Search code examples
listpython-polars

Polars list nested-eval, how can I achieve something like Spark's transform


Lets say I have a column named structures which is a list of structs containing "a" and "b" inside of each. I want to avoid using explodes and such as my data structure is quite complex (and quite big), I want to work as much as possible with the lists alone.


    # Create a list of lists of structures
    list_of_structs = [
        [{"a":1, "b": 2}, {"a":3, "b": 4}, {"a":5, "b": 4}]
    ]

    # Create a DataFrame from the list of lists
    df = pl.DataFrame({"structures": list_of_structs})

My expected result would be a list of lists grouped by B

    [[(a1, b2)], [[(a3,b4)], (a5, b4)]] 

I want to perform some kind of "group all elements by B" (and then agg using concat_list), in spark the code (see how I reference X and Y) looks like this:


    arrays_grouped = F.array_distinct(
            F.transform(
                F.col("structures"),
                lambda x: (
                    F.filter(F.col("structures"),
                        lambda y: x.field("b") == y.field("b")
                    )
                ),
            )
        )

However in polars I can only see eval operator. https://docs.pola.rs/py-polars/html/reference/expressions/api/polars.Expr.list.eval.html#polars.Expr.list.eval.
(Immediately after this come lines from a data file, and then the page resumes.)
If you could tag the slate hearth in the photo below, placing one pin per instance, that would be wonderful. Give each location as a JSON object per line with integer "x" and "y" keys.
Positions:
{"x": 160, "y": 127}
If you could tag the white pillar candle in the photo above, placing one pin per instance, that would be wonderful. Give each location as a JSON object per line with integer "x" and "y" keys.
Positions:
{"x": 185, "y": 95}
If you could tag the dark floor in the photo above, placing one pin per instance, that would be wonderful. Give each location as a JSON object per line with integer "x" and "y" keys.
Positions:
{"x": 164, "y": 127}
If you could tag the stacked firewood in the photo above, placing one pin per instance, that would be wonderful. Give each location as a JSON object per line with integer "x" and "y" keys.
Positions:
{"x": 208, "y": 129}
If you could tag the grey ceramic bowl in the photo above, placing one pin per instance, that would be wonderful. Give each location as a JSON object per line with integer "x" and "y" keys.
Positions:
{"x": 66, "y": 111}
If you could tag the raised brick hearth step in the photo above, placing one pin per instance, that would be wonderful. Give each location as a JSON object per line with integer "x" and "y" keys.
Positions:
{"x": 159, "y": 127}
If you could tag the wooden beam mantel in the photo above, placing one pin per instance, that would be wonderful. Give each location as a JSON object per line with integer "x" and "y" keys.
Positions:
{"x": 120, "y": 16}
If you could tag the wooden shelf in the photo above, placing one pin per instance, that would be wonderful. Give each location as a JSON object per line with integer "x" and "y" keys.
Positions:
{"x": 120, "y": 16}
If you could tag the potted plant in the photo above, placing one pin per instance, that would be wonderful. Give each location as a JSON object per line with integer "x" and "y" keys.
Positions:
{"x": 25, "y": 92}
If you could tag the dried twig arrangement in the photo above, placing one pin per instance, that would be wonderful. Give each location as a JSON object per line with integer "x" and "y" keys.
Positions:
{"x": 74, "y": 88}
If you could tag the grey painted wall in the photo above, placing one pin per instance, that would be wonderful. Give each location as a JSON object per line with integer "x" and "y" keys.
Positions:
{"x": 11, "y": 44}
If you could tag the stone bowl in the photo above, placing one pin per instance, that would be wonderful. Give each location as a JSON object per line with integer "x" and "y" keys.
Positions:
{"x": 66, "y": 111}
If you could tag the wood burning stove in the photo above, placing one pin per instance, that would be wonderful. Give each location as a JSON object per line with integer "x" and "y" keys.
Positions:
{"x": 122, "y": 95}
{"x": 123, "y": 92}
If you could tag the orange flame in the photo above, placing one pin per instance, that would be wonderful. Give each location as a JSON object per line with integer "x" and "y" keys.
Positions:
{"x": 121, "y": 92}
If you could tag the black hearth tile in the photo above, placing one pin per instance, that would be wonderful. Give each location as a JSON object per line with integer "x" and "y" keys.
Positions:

However I can't reference anything apart from pl.element() from outside the eval, so I'm quite stuck.

Do I need to implement this in plugins or there's a way with the provided API? This is my existing approach which does not work (probably influenced because I have been working quite long time with Spark functions).

    df = df.with_columns(
            #Gets all unique "b"
            pl.col("structures").list.eval(
                pl.element().struct.field("b")
            #Tries to filter structures all unique "b"
            ).list.unique().list.eval(
                pl.struct(
                    base:= pl.element(), 
                    df.get_column("structures").list.eval(
                        #Idk what this base value is, but its not filtering, if I replace it by hardcoded-4 it does filter 4s correctly
                        pl.element().filter(pl.element().struct.field("b") == base)
                    )
                )
            )
    )

I think something might be doable with gather, but I'm struggling to even start using it, as I can't find the indices to gather (similar issue to eval)


Solution

  • list_of_structs = [
        [{"a":1, "b": 2}, {"a":3, "b": 4}, {"a":5, "b": 4}],
        [{"a":2, "b": 5}, {"a":3, "b": 5}, {"a":4, "b": 3}]
    ]
            
    df = pl.DataFrame({"structures": list_of_structs})
    
    (df.select("structures")
       .with_row_index()
       .explode("structures")
       .unnest("structures")
       .group_by("index", "b", maintain_order=True) 
       .agg(
          pl.struct("a", "b")
       )
       .drop("b")
       .group_by("index", maintain_order=True)
       .all()
    )
    
    shape: (2, 2)
    ┌───────┬───────────────────────────┐
    │ index ┆ a                         │
    │ ---   ┆ ---                       │
    │ u32   ┆ list[list[struct[2]]]     │
    ╞═══════╪═══════════════════════════╡
    │ 0     ┆ [[{1,2}], [{3,4}, {5,4}]] │
    │ 1     ┆ [[{2,5}, {3,5}], [{4,3}]] │
    └───────┴───────────────────────────┘
    

    Performance

    If I increase the row size as an example

    df_big = df.sample(100_000, with_replacement=True)
    

    And repeat the above approach:

    • Elapsed time: 0.45117 seconds

    For comparison, if we perform the first list.eval step in your example:

    df_big.with_columns(unique =
       pl.col("structures").list.eval(pl.element().struct["b"])
         .list.unique()
    )
    
    • Elapsed time: 1.99926 seconds

    Incidentally, it seems list.unique() is the major slowdown here, which can be avoided:

    df_big.with_columns(unique =
       pl.col("structures").list.eval(pl.element().struct["b"].unique())
    )
    
    • Elapsed time: 0.23198 seconds

    Which is an improvement on the list.unique() version, but even then it is just a single piece of the functionality.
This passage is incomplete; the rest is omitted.